Most surprising to him was the impact on crime. “I thought criminality was a lifestyle,” Seidenberg said. “I didn’t think getting enough money (for drugs) was that strong a factor.”

He found it was: 55 of his patients had 254 contacts with police between January 1992 and the time they joined the program, which started in January 1994. Afterward, the addicts had only 13 contacts with police as of March, he said.

A national referendum on whether to make the program permanent is expected when the trials end in 1997. Seidenberg said some people hope the project eventually will include cocaine, a move that would spark even greater controversy.

Marcel Bebie, chief of Zurich Police criminal investigations, grudgingly supports the experiment.

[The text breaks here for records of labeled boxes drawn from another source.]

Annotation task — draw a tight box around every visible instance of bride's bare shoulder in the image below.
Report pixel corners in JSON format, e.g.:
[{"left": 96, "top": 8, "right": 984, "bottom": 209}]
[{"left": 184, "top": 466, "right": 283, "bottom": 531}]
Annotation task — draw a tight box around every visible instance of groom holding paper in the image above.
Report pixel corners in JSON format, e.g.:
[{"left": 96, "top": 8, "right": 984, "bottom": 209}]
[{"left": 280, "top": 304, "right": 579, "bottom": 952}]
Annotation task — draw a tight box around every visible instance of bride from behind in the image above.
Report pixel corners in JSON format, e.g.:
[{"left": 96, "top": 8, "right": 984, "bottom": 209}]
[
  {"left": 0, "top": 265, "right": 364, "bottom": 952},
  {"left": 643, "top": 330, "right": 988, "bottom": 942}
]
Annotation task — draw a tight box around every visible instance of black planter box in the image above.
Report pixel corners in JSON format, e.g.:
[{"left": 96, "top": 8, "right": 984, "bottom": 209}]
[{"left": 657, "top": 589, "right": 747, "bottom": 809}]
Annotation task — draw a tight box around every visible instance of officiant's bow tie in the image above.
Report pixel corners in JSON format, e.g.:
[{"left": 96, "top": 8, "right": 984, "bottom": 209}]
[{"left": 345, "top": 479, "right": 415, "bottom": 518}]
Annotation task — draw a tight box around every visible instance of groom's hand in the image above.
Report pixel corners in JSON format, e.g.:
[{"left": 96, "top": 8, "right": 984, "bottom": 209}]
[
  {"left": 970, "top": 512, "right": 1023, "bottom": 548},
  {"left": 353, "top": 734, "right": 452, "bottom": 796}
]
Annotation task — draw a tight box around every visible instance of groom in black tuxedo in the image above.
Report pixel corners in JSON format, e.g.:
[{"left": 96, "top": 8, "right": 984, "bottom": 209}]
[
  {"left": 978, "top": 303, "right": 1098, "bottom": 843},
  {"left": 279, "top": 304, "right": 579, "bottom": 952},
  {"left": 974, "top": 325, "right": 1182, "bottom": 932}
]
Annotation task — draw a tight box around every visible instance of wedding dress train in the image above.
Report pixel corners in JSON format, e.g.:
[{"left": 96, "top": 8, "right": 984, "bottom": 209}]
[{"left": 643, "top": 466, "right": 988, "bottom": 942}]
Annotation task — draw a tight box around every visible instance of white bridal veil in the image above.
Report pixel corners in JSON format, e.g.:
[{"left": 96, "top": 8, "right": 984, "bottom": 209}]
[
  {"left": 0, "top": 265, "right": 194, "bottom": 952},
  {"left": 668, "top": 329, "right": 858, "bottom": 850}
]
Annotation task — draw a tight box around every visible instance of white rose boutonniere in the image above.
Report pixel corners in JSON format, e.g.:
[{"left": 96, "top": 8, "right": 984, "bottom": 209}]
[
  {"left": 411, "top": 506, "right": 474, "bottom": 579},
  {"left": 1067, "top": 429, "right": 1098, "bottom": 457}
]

He warned that “cocaine makes you very aggressive” and could pose an even greater risk than heroin if legalized.

The United Nations’ International Narcotics Control Board, which initially balked at approving heroin imports for the Swiss, warned that cocaine would “add to the anxiety of the international community,” said board secretary Herbert Schaepe.

As it is, the Swiss already are drawing fire. “The Swiss government is the greatest drug trafficker in Europe today,” said Torgny Peterson, the Swedish director of the European Cities Against Drugs.

Dutch police, anticipating their own heroin program next year, argue that open drug policies already have made their jobs easier and less dangerous.

“There’s always a first time for every good thing that has happened in the world,” said Amsterdam police Lt. Co Rykenberg. “And maybe we’re the first.”